Búscate un trabajo como dios manda, era lo que se nos decían a los boomers, allá por los ochenta y noventa, ¿qué es hoy en día un trabajo como dios manda? No quiero para mis hijos la precariedad que roza la esclavitud, pero tampoco una vocación que les funda los plomos.
La buena noticia es que pronto va a salir la Barbie funcionaria, empleada insulsa de media jornada en alguna administración. No se acostumbra a madrugar, es un dolor que no cesa, pero si la atormenta su hernia de hiato o los juanetes puede pedir una baja. Cada mañana Ken está ya en pie con el anorak que enloquece a la perra y ella lo mira trajinar por el cuarto sin abrir del todo los ojos, como si lo espiara a través de una veneciana.

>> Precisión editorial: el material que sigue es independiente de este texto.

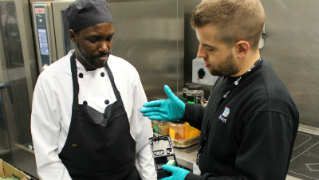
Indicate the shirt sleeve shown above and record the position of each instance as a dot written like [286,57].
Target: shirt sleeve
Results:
[45,129]
[143,131]
[265,148]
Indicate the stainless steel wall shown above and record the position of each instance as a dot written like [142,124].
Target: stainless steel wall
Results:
[291,47]
[149,34]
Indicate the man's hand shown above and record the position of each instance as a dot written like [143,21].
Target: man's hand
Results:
[178,173]
[171,109]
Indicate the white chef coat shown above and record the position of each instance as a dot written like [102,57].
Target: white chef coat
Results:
[52,110]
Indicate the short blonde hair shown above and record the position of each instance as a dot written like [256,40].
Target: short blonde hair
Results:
[234,20]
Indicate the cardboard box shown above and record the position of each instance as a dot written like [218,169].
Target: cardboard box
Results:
[8,171]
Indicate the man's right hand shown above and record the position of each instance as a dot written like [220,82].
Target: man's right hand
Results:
[171,109]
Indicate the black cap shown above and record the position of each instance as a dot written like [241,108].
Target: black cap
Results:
[85,13]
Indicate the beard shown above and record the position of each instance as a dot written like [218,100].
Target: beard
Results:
[227,67]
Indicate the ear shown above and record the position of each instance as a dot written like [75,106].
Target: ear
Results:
[242,48]
[72,36]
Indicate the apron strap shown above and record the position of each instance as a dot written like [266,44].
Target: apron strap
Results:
[75,81]
[116,92]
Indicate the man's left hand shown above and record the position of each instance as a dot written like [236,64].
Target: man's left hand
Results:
[178,173]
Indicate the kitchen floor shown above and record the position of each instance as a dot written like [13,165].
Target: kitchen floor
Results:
[304,162]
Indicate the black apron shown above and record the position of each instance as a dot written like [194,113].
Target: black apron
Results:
[99,146]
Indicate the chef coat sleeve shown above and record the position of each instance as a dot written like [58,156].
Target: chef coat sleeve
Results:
[194,114]
[142,131]
[265,148]
[45,129]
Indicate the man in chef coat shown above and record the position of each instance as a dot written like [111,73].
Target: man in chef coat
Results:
[85,118]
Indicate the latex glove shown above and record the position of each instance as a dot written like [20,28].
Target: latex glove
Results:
[170,109]
[178,173]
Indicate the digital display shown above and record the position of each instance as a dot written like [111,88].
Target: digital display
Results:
[44,49]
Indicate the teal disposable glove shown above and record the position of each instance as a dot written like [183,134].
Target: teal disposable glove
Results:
[178,173]
[171,109]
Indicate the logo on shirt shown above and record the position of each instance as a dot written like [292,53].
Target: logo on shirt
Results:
[225,114]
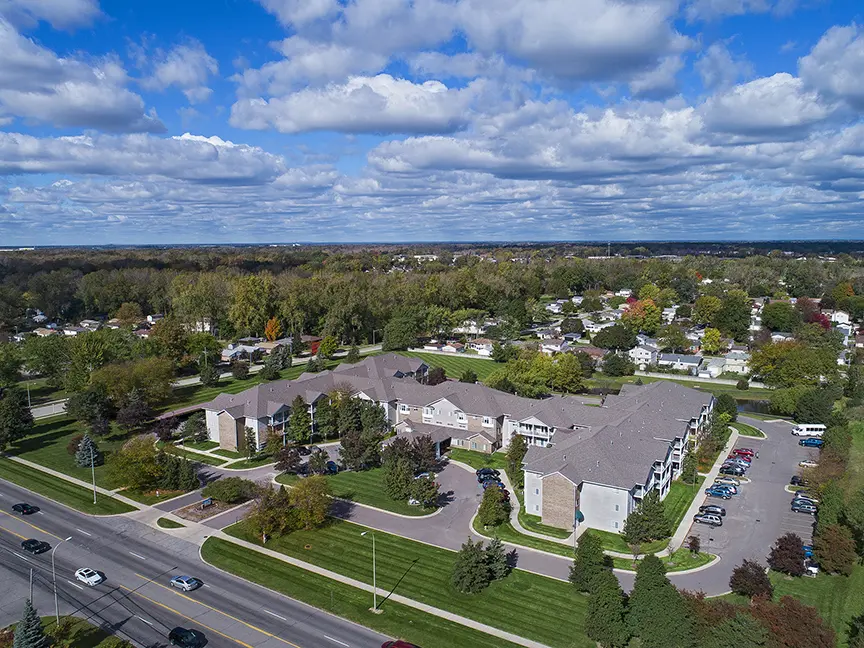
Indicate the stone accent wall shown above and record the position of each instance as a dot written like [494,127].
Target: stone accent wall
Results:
[559,501]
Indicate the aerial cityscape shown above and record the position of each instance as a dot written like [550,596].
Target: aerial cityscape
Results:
[431,324]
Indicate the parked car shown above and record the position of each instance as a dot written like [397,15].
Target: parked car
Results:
[718,492]
[35,546]
[811,442]
[707,518]
[89,576]
[186,638]
[186,583]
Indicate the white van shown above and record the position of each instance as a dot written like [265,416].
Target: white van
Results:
[809,429]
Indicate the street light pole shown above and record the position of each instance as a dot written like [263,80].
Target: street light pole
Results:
[374,574]
[54,579]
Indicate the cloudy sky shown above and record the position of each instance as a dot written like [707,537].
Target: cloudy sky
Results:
[184,121]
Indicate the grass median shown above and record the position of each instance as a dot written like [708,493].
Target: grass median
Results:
[363,487]
[531,606]
[61,490]
[348,602]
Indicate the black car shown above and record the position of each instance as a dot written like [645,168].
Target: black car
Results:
[186,638]
[35,546]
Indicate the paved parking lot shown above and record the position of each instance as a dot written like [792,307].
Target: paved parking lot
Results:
[759,514]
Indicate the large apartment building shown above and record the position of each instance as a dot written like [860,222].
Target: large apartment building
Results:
[586,464]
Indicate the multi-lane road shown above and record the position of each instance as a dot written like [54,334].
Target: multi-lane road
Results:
[135,601]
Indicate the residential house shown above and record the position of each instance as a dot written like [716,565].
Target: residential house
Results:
[680,362]
[737,362]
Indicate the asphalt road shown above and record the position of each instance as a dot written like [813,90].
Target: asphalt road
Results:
[135,600]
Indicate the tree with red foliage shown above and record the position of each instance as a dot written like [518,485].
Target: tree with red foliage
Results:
[792,624]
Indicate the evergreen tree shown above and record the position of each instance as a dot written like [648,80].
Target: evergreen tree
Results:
[496,559]
[588,563]
[28,631]
[470,569]
[300,423]
[88,451]
[397,478]
[493,510]
[605,621]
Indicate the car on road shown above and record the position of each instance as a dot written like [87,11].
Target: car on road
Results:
[186,638]
[707,518]
[35,546]
[186,583]
[811,442]
[801,507]
[718,492]
[89,576]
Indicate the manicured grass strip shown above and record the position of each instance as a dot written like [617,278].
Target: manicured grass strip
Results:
[364,487]
[747,430]
[231,454]
[679,498]
[532,606]
[479,460]
[254,462]
[454,366]
[345,601]
[60,490]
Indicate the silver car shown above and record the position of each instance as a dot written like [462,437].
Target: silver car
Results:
[186,583]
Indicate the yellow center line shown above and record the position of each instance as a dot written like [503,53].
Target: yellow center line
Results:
[13,533]
[217,610]
[180,614]
[15,517]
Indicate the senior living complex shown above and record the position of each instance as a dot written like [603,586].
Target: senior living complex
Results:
[586,464]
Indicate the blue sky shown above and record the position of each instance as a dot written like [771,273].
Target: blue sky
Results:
[265,121]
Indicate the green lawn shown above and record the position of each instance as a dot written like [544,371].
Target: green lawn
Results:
[60,490]
[526,604]
[363,487]
[747,430]
[679,499]
[479,460]
[455,365]
[46,445]
[348,602]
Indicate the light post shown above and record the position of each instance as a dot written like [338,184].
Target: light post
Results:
[374,577]
[54,579]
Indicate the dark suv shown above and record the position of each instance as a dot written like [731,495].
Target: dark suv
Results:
[186,638]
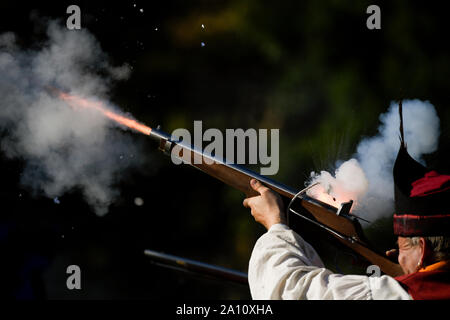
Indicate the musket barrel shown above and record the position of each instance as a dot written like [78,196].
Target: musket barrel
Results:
[197,267]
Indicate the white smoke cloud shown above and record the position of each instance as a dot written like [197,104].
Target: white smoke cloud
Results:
[63,149]
[374,161]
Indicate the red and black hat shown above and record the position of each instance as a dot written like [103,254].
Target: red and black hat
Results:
[422,196]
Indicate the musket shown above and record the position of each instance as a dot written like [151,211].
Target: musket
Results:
[196,267]
[338,222]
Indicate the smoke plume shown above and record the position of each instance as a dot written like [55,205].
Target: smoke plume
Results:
[367,177]
[62,148]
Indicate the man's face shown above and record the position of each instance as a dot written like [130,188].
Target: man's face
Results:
[409,256]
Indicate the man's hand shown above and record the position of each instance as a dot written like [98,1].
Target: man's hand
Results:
[267,208]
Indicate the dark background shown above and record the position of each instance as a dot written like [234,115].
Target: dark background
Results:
[310,68]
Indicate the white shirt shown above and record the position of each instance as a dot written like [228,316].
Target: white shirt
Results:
[284,266]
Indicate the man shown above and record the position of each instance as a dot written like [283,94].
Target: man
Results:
[284,266]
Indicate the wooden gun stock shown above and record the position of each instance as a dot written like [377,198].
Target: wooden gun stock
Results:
[344,227]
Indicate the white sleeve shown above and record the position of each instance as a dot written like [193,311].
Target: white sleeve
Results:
[284,266]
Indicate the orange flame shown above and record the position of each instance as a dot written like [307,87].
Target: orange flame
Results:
[77,102]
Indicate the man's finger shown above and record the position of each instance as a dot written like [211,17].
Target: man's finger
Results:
[258,186]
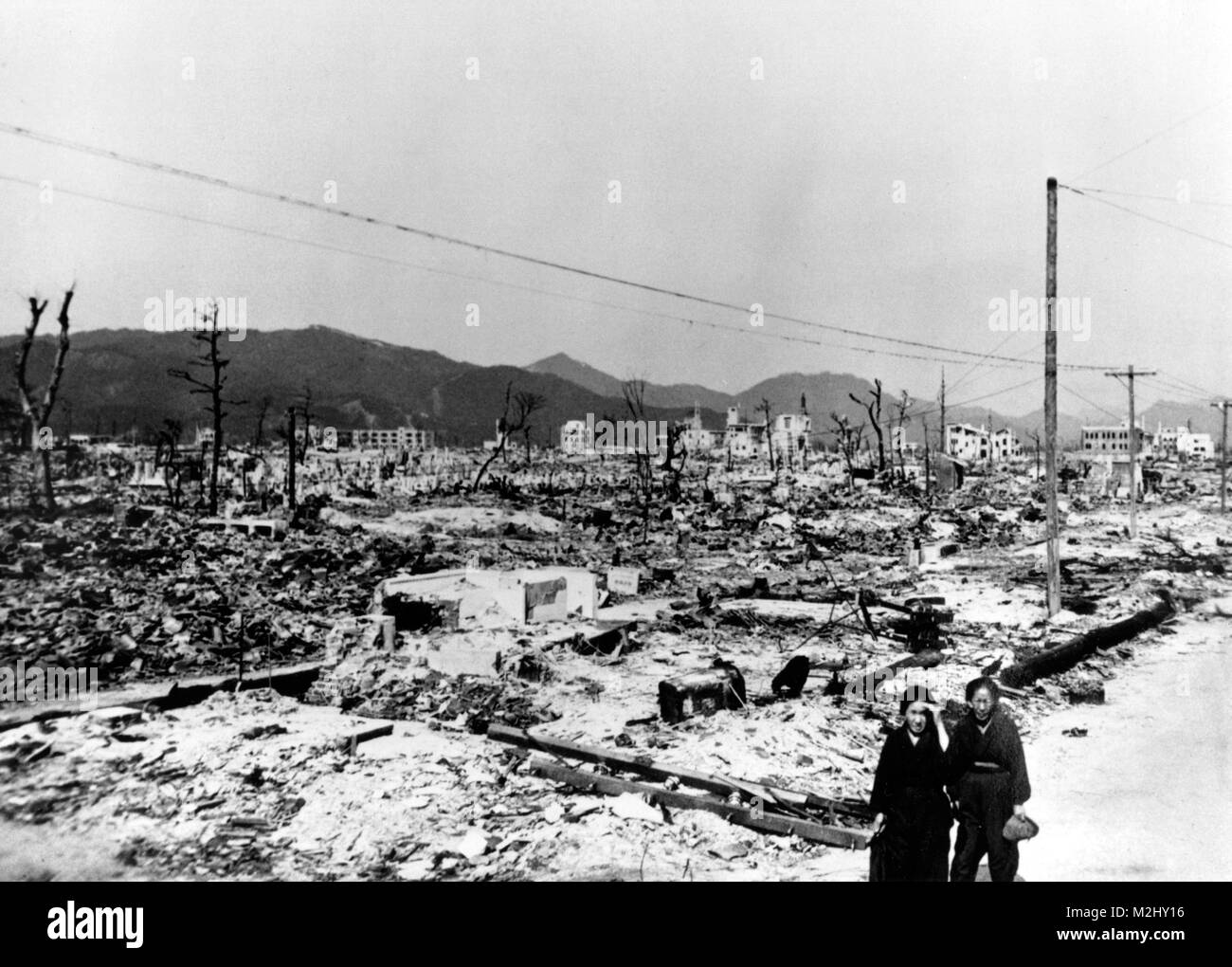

No volvería a la empresa donde él trabaja por nada del mundo, no quiere una moto acuática ni otra autocaravana en rosa y azul. El despertador sonará tres veces más hasta que ella ponga los pies en el suelo y la mañana la agarrará de las solapas hasta fichar a las tres y largarse. Aguantará con estoicismo los chismes, los malmetes, los maltrabajas y las corruptelas, los días en los que se cae la red y los que se llena los dedos de toner porque no llega el de informática, pero todo esto se lo sacudirá de encima con un golpe de melena y a otra cosa. Puede que llegue rendida, que se duerma el final del telediario o la peli de los viernes por la noche, pero Ken la encontrará en casa con la cara de los concursantes que se han llevado el millón de euros. No se perderá nunca su clase de yoga de las cuatro, o a su taller de cerámica de las seis, o su reunión de voluntariado con mujeres. No dejará de fichar con las amigas para el vermut de los sábados y si se cae el mundo, que quién dice que no, serán otros los que corran a arreglarlo. Ella tendrá ya apagado su móvil hasta el lunes.